Modern Healthcare’s putative report on CMS’ 340B remedy proposal is completely wrong and irresponsible for the following reasons.
First, to reach its conclusions the article relies on quotes from an academic whose 340B research is funded in whole or in part by an organization with an anti-hospital agenda. That disqualifies it as truly independent.
Second, it uses a completely inapplicable apples-to-oranges analytic approach. It compares CMS’ recently published data on the amount 340B hospitals are to be repaid for CMS’ unlawful Medicare outpatient payment cuts to hospitals’ reported uncompensated care data expressed as a percentage of hospital expenses. Hospitals’ uncompensated care is not even a component of CMS’ Medicare outpatient payment methodology, nor the proposed court ordered remedy. In fact, it is not even a factor in determining a hospital’s 340B eligibility.

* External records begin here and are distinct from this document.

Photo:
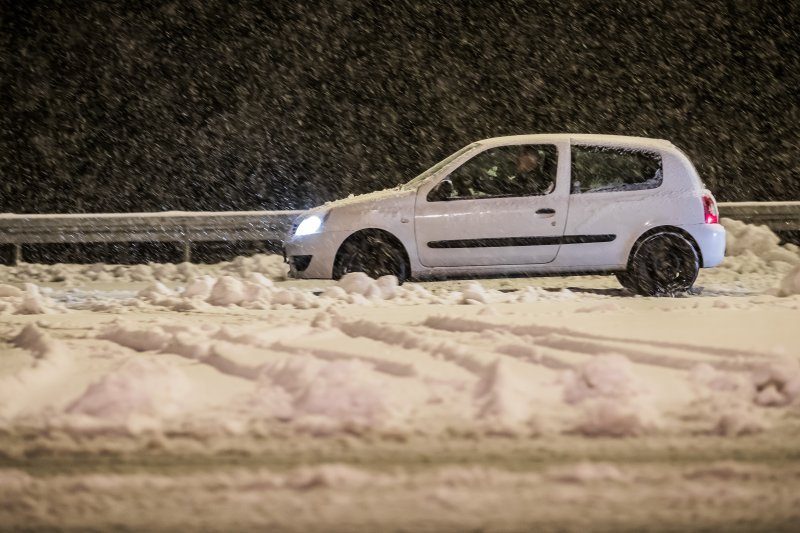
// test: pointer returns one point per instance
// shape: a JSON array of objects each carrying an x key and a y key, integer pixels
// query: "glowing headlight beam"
[{"x": 308, "y": 226}]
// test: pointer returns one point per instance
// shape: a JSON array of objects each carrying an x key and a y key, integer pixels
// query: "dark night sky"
[{"x": 220, "y": 105}]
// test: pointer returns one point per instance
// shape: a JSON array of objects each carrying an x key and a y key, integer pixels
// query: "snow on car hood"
[
  {"x": 391, "y": 199},
  {"x": 376, "y": 196}
]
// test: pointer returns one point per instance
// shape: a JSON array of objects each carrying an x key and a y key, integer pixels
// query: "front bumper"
[{"x": 315, "y": 252}]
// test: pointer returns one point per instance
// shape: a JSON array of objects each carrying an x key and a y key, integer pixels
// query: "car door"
[{"x": 494, "y": 209}]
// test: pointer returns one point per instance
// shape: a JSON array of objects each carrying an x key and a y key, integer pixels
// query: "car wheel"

Third, the analysis uses 340B hospitals’ uncompensated care as the only measure of these hospitals value to their communities. It deliberately ignores the nearly $70 billion in community benefit provided by 340B hospitals and the significant and pervasive underpayment of public payors such as Medicaid and Medicare. According to AHA’s data, hospitals received payment of only 88 cents for every dollar they spent caring for Medicaid patients and 84 cents on the dollar for Medicare in 2020. This underpayment resulted in a Medicaid shortfall of $24.8 billion in 2020 and even greater shortfall for Medicare of more than $75 billion.
Fourth, it fails to acknowledge that 340B DSH hospitals provided more than three-quarters (77 percent) of all hospital care for Medicaid patients who are among the poorest population in every community and in doing so are absolutely fulfilling the purpose of the 340B program to provide more patients with more services.
This report should be viewed with the derision it deserves. It is decidedly not independent. Nine truly independent Supreme Court justices agreed that the cuts to 340B hospitals were illegal. These hospitals deserve to be repaid fully as recompense for that illegal policy. End of story.
Melinda Hatton is AHA’s general counsel and secretary.